コンコンというのノックの音がして、部屋の扉が開いた。
『お兄様、お願いがあるのです』
「フランじゃないか、どうしたんだい? 急ぎの用事でなければ後にしてほしいのだが?」
口ではそう言ったものの、入院していてベッドから起き上がれない筈の妹が、どうしてここにいるのか、なぜか不思議に感じなかった。
妹は頬を赤く染めて、はにかんだように言った。
『お兄様、あのね……私、リッカルド様と正式におつきあいしたいの』
「ええっ? 先輩と!? いつの間に?!」
フランツの妹、フランチェスカは、10年前自分がまだ士官学校生だった時に、病気で亡くなった筈だった。それなのに今、目の前にいるのは誰なのだろう?

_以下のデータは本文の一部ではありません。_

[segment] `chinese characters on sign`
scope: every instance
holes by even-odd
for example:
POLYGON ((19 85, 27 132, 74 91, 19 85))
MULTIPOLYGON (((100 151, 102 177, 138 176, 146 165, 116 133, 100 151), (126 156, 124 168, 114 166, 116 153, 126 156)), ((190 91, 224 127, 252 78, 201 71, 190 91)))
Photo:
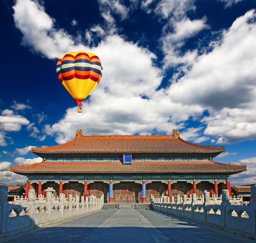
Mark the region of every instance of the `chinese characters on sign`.
POLYGON ((109 184, 109 198, 113 198, 113 184, 109 184))
POLYGON ((145 198, 146 197, 146 184, 142 184, 142 192, 141 192, 141 197, 145 198))

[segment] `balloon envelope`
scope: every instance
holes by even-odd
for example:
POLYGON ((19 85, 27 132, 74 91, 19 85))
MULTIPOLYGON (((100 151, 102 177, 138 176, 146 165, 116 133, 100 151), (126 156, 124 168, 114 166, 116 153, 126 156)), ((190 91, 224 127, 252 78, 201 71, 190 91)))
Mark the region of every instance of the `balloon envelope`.
POLYGON ((79 106, 97 86, 102 76, 102 66, 95 54, 84 51, 69 52, 56 66, 58 77, 79 106))

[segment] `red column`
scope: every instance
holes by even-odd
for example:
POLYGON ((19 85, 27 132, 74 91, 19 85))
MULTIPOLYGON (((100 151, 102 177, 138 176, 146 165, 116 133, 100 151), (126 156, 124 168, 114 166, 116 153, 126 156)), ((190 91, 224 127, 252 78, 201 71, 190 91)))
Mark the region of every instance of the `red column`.
POLYGON ((168 180, 168 197, 170 198, 170 202, 172 201, 172 184, 171 181, 168 180))
POLYGON ((229 192, 230 196, 231 195, 231 189, 230 188, 230 183, 229 182, 228 180, 226 181, 226 189, 228 190, 229 192))
POLYGON ((216 194, 216 196, 218 197, 218 182, 217 181, 217 180, 214 180, 214 191, 215 192, 215 194, 216 194))
POLYGON ((85 197, 87 197, 87 181, 84 181, 84 200, 85 197))
POLYGON ((42 181, 39 180, 39 182, 38 183, 38 195, 41 194, 42 192, 42 181))
MULTIPOLYGON (((113 181, 110 181, 109 182, 109 184, 113 184, 113 181)), ((113 197, 110 197, 109 198, 109 202, 110 203, 113 203, 113 197)))
POLYGON ((63 185, 63 182, 62 180, 60 180, 60 189, 59 189, 59 193, 63 193, 62 191, 62 185, 63 185))
POLYGON ((28 180, 26 184, 26 192, 25 192, 25 196, 28 197, 29 195, 29 190, 30 189, 30 181, 28 180))
MULTIPOLYGON (((145 180, 143 181, 142 182, 143 184, 145 184, 146 183, 146 182, 145 180)), ((143 197, 142 199, 142 202, 143 203, 145 203, 146 202, 146 198, 145 197, 143 197)))
POLYGON ((196 184, 195 183, 195 180, 193 181, 193 193, 196 194, 196 184))

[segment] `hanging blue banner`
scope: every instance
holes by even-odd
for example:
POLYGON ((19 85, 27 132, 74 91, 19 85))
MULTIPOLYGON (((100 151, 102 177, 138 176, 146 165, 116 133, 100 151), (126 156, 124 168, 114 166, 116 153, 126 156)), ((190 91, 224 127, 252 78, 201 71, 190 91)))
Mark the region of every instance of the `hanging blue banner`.
POLYGON ((142 191, 141 192, 141 197, 145 198, 146 197, 146 184, 142 184, 142 191))
POLYGON ((113 184, 109 184, 109 198, 113 198, 113 184))

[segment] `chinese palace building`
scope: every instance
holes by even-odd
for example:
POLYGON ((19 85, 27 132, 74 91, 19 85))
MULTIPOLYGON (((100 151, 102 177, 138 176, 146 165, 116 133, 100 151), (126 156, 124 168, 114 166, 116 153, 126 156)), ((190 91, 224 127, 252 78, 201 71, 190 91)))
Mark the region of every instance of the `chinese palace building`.
POLYGON ((192 193, 219 195, 227 189, 228 178, 246 170, 245 165, 217 163, 222 146, 186 142, 173 130, 172 135, 84 136, 76 133, 69 142, 32 148, 43 158, 39 163, 11 166, 26 175, 26 195, 34 189, 45 196, 53 187, 55 195, 104 194, 105 203, 149 203, 156 197, 192 193))

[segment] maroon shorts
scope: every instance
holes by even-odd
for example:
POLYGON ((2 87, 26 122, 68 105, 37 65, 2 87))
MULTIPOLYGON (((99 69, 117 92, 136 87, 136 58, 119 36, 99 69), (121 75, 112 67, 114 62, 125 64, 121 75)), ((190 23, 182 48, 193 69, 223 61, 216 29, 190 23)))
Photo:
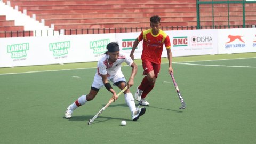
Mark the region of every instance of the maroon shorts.
POLYGON ((142 67, 144 69, 143 75, 147 75, 149 72, 154 70, 155 77, 157 78, 160 71, 160 64, 156 64, 146 60, 142 60, 142 67))

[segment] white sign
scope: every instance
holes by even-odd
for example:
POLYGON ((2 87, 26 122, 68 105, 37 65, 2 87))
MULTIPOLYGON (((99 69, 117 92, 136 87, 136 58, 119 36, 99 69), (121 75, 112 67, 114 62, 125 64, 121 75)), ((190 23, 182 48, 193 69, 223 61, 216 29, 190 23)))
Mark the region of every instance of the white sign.
POLYGON ((167 31, 173 57, 218 53, 215 29, 167 31))
POLYGON ((256 28, 223 29, 218 33, 219 54, 256 52, 256 28))

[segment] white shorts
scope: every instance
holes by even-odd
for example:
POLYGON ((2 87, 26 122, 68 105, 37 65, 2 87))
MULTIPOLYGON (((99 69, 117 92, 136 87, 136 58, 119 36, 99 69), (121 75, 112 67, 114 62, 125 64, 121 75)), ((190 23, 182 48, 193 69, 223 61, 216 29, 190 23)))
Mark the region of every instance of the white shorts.
MULTIPOLYGON (((110 80, 112 83, 113 83, 114 86, 117 86, 115 85, 114 84, 119 81, 122 81, 126 82, 126 81, 125 80, 125 78, 124 77, 124 76, 123 74, 123 73, 122 73, 122 71, 118 72, 115 76, 108 77, 108 80, 110 80)), ((93 82, 92 84, 92 87, 100 89, 103 86, 104 83, 103 83, 101 76, 96 74, 94 76, 93 82)))

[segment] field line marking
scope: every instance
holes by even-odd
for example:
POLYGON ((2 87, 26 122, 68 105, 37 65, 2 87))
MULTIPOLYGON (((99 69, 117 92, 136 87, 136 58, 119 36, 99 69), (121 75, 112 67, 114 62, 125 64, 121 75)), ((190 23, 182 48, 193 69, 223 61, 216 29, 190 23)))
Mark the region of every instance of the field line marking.
POLYGON ((227 65, 204 65, 204 64, 195 64, 188 63, 179 63, 173 62, 173 63, 187 65, 194 65, 194 66, 214 66, 214 67, 240 67, 240 68, 256 68, 254 66, 227 66, 227 65))
MULTIPOLYGON (((172 62, 172 63, 174 63, 174 64, 182 64, 182 63, 186 63, 186 62, 211 61, 227 60, 245 59, 253 59, 253 58, 256 58, 256 57, 249 57, 249 58, 235 58, 235 59, 218 59, 218 60, 199 60, 199 61, 183 61, 183 62, 172 62)), ((168 62, 162 62, 161 64, 168 64, 168 63, 169 63, 168 62)), ((189 64, 189 65, 190 65, 190 64, 189 64)), ((141 64, 137 64, 137 65, 138 66, 141 66, 142 65, 141 64)), ((209 65, 209 66, 212 66, 212 65, 209 65)), ((238 67, 239 67, 239 66, 238 66, 238 67)), ((92 69, 92 68, 96 68, 96 67, 90 67, 90 68, 84 68, 64 69, 51 70, 41 70, 41 71, 31 71, 12 73, 4 73, 4 74, 0 74, 0 75, 20 74, 28 74, 28 73, 42 73, 42 72, 51 72, 51 71, 58 71, 71 70, 86 69, 92 69)))

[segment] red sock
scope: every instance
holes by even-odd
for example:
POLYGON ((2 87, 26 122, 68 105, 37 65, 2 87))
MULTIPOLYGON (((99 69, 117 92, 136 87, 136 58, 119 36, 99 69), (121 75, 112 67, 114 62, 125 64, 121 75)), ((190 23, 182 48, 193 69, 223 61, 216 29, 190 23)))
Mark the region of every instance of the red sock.
POLYGON ((141 95, 141 98, 144 99, 147 97, 147 95, 153 89, 155 84, 153 85, 149 84, 148 86, 143 91, 142 94, 141 95))
POLYGON ((150 83, 150 82, 148 81, 147 76, 143 78, 140 85, 139 86, 138 89, 144 91, 147 86, 150 83))

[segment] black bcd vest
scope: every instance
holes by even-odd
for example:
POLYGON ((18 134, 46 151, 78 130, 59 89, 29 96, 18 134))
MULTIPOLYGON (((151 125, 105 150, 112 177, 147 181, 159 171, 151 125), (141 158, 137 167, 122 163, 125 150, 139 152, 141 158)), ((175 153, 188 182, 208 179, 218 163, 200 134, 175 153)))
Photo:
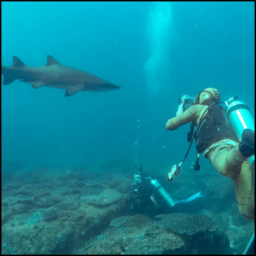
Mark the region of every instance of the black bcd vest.
MULTIPOLYGON (((209 105, 214 103, 209 102, 209 105)), ((218 103, 210 106, 207 113, 201 119, 196 129, 195 138, 197 154, 203 152, 214 143, 224 139, 238 142, 226 112, 218 103)))

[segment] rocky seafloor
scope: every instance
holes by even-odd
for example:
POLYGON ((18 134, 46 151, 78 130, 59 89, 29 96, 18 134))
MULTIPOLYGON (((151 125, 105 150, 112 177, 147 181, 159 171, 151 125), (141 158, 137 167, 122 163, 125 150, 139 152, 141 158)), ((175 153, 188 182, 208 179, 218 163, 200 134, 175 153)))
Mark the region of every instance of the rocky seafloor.
MULTIPOLYGON (((254 222, 243 220, 235 202, 216 209, 223 193, 216 193, 212 180, 201 188, 207 188, 205 201, 215 197, 211 207, 205 202, 195 212, 181 207, 147 214, 129 205, 130 173, 95 174, 69 170, 31 174, 3 186, 2 254, 239 254, 254 231, 254 222)), ((167 190, 162 176, 155 176, 167 190)), ((176 200, 198 192, 198 184, 175 184, 183 191, 168 191, 176 200)))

記憶と現実の境目が、あいまいになっているにもかかわらず、それをごく自然に死んだはずの妹であることを受け入れていた。
「でも、フランはその……」
“死んでしまったのに"と言う言葉が出かかって口を閉じてしまった。
もしそう言ってしまったら、妹は自分の中から本当にいなくなってしまうような気がしたのだった。
『そうね。悲しいけれど、それはかなわなかったわ。でもね……』
妹は嬉しいような悲しい様な、そんな笑みを浮かべて言った。
『今は、お兄様が“フランチェスカ”でしょう?』
「え?」
フランツの意識は、深い海の底に沈む様に薄れていった。